W sprawie kamienicy położonej przy ul. Jagiellońskiej 53 ponownie pragnę podkreślić, że wszelkie posiadane udziały we współwłasności tej nieruchomości zostały przeze mnie sprzedane w roku 2017, tj. na długo przed objęciem przeze mnie funkcji Prezydenta Miasta Nowego Sącza. Od tego czasu nie posiadam żadnego interesu prawnego czy ekonomicznego w rozstrzygnięciu sprawy sądowej, jak również nie interesuję się jej przebiegiem. Wyjaśnić przy tym należy, że zgodnie z przepisami kodeksu postępowania cywilnego, w razie zbycia w toku sprawy rzeczy lub prawa objętego sporem, nabywca może wejść w miejsce zbywcy jako strona postępowania wyłącznie za zezwoleniem strony przeciwnej. Po zbyciu udziałów taki wniosek został w postępowaniu sądowym złożony, jednak  z niewyjaśnionych przyczyn to Pan Wojciech Butscher nie wyraził zgody na zmianę strony postępowania.

Odnosząc się do dot. rzekomych powiązań rodzinnych pracowników informuję, że w Urzędzie Miasta Nowego Sącza zatrudnionych jest  ponad 400 pracowników oraz kilka tysięcy osób w podmiotach zależnych. Jest wysoce prawdopodobne, że niektórzy mogą być członkami rodzin osób, które ukończyły wydziały prawa na polskich uniwersytetach. Według mnie nie może to być podstawą do ograniczenia ich prawa do zatrudnienia na terenie  Rzeczpospolitej Polski – dla mnie liczą się wyłącznie kompetencje. Zwracam również uwagę, że przeważająca część pracowników Urzędu Miasto została zatrudniona na długo przed objęciem przeze mnie funkcji Prezydenta Miasta Nowego Sącza.
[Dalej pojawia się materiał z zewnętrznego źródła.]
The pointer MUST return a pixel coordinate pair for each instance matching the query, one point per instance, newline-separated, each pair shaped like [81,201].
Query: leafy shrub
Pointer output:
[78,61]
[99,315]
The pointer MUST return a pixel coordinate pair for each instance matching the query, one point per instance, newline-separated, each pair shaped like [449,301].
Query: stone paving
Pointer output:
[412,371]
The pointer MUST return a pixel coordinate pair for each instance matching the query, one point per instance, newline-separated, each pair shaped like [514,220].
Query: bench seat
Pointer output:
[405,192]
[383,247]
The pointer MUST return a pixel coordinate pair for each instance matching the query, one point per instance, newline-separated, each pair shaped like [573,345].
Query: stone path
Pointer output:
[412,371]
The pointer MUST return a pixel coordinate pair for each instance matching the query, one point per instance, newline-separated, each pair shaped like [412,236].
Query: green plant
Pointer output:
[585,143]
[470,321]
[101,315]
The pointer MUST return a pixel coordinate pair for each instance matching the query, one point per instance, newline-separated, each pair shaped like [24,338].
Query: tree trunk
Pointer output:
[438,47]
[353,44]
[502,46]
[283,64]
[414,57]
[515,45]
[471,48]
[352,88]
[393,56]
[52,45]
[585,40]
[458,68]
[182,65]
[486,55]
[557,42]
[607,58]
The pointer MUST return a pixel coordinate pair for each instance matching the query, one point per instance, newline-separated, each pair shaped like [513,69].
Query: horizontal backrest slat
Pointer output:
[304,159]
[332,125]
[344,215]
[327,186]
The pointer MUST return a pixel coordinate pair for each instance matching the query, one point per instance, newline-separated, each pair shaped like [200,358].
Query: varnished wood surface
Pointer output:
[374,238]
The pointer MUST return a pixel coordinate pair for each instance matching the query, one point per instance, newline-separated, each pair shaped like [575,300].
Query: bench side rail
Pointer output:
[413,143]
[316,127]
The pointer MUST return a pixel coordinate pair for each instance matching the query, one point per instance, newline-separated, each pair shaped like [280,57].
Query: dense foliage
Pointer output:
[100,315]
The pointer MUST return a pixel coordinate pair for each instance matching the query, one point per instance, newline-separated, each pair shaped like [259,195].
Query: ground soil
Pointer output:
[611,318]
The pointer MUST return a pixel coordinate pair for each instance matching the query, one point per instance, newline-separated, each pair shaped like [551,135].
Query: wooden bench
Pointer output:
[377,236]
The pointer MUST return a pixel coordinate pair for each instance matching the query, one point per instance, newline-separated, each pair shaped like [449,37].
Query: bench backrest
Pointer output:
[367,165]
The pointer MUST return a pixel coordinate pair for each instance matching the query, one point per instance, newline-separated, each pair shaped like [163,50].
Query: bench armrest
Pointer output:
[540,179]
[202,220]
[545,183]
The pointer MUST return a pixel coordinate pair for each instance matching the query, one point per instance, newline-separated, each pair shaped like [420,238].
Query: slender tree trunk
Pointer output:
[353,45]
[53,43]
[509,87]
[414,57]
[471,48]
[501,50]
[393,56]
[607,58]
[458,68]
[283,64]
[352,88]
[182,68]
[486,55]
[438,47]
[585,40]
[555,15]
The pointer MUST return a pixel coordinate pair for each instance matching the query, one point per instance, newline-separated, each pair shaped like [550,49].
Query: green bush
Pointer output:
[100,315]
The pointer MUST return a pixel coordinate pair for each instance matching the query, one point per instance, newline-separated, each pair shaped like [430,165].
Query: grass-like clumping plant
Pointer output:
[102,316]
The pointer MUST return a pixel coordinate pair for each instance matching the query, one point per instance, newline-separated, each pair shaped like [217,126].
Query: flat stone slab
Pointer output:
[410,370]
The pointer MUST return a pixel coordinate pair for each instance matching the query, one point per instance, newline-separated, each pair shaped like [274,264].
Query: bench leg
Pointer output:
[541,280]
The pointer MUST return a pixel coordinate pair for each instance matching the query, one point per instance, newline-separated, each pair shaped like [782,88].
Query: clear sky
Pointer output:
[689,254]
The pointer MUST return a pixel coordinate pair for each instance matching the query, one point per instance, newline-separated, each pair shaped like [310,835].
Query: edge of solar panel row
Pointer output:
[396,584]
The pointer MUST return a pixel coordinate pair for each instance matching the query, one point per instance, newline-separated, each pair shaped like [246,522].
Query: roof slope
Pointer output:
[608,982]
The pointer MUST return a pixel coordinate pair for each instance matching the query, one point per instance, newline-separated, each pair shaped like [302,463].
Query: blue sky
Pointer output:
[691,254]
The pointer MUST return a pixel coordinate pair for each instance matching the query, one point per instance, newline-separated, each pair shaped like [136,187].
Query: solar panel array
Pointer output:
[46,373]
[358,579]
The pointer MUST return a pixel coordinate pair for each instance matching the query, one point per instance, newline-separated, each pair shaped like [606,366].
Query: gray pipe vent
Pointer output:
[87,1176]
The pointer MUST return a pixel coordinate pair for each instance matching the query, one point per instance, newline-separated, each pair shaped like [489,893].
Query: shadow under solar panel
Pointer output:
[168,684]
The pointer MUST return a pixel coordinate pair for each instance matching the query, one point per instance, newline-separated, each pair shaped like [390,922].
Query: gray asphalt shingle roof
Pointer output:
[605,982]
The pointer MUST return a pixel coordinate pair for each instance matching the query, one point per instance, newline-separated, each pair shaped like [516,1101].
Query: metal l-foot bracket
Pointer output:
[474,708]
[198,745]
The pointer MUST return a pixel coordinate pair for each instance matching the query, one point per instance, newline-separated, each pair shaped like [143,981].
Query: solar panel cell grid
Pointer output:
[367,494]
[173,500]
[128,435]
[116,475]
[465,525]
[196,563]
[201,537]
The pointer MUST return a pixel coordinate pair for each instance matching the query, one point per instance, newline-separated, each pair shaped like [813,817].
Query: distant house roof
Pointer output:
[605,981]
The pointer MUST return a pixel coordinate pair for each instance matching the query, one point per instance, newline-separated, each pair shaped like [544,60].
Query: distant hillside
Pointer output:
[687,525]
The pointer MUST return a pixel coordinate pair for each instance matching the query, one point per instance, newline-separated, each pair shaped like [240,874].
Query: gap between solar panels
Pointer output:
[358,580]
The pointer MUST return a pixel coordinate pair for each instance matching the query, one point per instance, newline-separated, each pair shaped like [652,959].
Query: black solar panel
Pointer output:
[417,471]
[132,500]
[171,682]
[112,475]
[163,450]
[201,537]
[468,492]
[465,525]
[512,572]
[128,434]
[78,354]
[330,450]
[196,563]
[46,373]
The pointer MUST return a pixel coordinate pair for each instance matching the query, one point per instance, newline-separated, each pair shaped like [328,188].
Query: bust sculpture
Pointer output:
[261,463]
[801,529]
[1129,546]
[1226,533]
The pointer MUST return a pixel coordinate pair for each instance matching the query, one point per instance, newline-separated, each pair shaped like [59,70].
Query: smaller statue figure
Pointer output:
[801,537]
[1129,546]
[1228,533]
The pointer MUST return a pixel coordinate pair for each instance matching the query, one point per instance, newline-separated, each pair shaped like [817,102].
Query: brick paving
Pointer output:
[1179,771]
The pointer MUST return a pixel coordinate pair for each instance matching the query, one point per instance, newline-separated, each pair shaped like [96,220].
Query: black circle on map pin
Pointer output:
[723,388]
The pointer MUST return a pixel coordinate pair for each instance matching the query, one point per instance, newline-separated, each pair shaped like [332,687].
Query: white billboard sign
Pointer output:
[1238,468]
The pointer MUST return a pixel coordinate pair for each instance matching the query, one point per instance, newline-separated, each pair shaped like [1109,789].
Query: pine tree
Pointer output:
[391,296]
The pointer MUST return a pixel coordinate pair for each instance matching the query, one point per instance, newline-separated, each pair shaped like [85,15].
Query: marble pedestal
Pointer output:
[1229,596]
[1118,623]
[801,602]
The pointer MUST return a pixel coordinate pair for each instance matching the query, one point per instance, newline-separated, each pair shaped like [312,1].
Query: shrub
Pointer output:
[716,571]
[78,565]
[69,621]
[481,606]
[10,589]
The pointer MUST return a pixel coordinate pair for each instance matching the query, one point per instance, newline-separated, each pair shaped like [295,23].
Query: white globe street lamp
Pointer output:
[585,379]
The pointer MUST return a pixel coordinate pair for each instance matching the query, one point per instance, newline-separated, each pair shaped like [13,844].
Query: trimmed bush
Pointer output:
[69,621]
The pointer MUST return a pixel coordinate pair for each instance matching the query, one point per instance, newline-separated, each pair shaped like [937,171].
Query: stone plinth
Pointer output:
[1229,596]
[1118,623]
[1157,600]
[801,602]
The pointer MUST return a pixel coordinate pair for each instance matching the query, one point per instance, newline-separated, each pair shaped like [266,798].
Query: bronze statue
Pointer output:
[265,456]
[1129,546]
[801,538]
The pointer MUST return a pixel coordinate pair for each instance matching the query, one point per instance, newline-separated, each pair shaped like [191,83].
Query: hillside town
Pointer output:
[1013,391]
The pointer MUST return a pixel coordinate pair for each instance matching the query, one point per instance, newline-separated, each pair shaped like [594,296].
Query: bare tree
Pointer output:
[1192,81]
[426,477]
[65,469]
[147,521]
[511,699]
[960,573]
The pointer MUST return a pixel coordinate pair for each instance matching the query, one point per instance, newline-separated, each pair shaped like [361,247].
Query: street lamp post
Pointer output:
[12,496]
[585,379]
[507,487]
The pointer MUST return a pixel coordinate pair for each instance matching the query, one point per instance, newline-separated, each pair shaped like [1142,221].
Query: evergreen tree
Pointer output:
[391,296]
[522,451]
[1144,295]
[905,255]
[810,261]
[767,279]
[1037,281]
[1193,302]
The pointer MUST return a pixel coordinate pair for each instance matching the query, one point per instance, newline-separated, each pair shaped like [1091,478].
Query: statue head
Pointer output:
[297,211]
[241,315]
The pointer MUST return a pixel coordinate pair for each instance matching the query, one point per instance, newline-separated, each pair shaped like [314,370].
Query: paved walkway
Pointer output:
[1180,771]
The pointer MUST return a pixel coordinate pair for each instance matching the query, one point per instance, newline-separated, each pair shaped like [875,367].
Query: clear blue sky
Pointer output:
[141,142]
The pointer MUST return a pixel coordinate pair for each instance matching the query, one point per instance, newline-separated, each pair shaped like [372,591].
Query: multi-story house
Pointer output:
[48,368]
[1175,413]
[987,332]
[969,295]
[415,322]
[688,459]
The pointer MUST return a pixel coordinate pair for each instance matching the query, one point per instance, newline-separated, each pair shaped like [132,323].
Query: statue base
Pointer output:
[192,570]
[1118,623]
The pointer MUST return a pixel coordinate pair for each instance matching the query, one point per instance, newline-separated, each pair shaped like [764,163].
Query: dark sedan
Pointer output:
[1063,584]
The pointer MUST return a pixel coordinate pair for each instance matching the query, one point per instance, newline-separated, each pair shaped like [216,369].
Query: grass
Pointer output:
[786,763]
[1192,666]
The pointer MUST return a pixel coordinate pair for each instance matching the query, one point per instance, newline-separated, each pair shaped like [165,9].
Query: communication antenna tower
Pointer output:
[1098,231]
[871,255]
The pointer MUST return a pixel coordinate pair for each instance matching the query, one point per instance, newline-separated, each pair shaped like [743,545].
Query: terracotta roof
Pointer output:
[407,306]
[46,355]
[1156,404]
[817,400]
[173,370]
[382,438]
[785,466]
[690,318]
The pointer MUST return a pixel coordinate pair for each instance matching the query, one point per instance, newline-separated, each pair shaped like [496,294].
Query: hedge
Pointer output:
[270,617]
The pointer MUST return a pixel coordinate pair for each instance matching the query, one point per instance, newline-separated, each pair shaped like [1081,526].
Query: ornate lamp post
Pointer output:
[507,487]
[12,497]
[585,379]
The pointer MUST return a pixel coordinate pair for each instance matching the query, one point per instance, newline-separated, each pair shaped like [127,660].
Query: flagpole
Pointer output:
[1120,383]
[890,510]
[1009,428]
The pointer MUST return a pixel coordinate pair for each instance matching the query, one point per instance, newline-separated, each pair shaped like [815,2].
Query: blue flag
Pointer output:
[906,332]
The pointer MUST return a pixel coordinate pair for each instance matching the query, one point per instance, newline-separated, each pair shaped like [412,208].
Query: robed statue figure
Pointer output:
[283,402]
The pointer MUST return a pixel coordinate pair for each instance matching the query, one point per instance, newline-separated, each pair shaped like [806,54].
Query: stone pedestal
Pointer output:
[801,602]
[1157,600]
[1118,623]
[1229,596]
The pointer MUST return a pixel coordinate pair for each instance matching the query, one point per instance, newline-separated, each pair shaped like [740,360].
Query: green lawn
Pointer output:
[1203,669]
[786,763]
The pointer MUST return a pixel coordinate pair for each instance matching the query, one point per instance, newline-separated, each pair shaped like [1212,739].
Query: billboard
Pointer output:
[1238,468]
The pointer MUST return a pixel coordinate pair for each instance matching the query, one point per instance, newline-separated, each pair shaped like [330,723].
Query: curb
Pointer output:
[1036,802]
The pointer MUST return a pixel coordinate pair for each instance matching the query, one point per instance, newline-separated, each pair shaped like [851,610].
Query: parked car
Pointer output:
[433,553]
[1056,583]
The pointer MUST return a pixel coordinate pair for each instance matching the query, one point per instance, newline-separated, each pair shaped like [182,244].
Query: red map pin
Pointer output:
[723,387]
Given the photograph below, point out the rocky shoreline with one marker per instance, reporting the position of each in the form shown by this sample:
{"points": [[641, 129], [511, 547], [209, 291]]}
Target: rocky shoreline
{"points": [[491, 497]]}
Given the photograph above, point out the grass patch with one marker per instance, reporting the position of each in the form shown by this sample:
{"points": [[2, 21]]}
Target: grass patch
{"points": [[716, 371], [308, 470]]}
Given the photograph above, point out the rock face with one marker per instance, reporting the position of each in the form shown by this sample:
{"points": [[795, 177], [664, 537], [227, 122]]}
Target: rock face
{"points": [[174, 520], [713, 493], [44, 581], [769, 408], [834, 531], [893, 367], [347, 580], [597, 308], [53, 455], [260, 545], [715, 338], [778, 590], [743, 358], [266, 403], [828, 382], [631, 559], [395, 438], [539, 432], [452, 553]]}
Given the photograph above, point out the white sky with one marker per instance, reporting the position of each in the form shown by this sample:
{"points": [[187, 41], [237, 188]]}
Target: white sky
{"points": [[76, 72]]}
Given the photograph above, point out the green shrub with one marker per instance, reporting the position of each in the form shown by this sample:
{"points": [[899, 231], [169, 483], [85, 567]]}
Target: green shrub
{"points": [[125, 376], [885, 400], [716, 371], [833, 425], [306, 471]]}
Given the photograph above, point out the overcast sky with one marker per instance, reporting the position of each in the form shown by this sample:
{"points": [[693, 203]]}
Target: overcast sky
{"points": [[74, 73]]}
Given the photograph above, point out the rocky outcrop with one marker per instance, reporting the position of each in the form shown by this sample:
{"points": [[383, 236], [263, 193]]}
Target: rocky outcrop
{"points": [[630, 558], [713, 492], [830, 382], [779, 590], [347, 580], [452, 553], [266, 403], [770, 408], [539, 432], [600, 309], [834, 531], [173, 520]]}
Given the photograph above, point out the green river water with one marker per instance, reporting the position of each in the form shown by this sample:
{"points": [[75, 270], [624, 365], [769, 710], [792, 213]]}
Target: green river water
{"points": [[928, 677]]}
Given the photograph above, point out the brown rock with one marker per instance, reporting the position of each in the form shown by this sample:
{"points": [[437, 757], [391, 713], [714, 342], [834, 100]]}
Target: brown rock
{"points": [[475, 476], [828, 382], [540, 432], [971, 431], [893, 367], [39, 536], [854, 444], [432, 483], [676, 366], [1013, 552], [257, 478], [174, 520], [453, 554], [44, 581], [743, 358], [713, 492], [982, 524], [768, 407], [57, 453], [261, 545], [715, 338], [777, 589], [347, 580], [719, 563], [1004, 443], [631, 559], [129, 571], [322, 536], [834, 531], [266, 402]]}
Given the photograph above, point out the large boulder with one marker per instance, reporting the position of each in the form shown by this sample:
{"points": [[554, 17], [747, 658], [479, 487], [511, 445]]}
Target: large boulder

Jestem również zdania, że ewentualne zastrzeżenia do pełnomocników procesowych powinny być kierowane bezpośrednio wobec nich w odpowiednim trybie. Próbę obciążania mnie przez osoby trzecie swoimi ewentualnymi niepowodzeniami procesowymi uważam za niepoważną.

Chciałbym podkreślić, iż podchodzę do wolności słowa z wielkim szacunkiem, ponieważ stanowi ona fundament demokratycznego społeczeństwa. Zdaję sobie również sprawę, iż pełniąc funkcję publiczną muszę być odporny na wszelkie, nawet najbardziej absurdalne, insynuacje. Jednocześnie apeluję o przestrzeganie podstawowych zasad i etyki dziennikarskiej, szczególnie przez podmioty należące do spółek Skarbu Państwa.”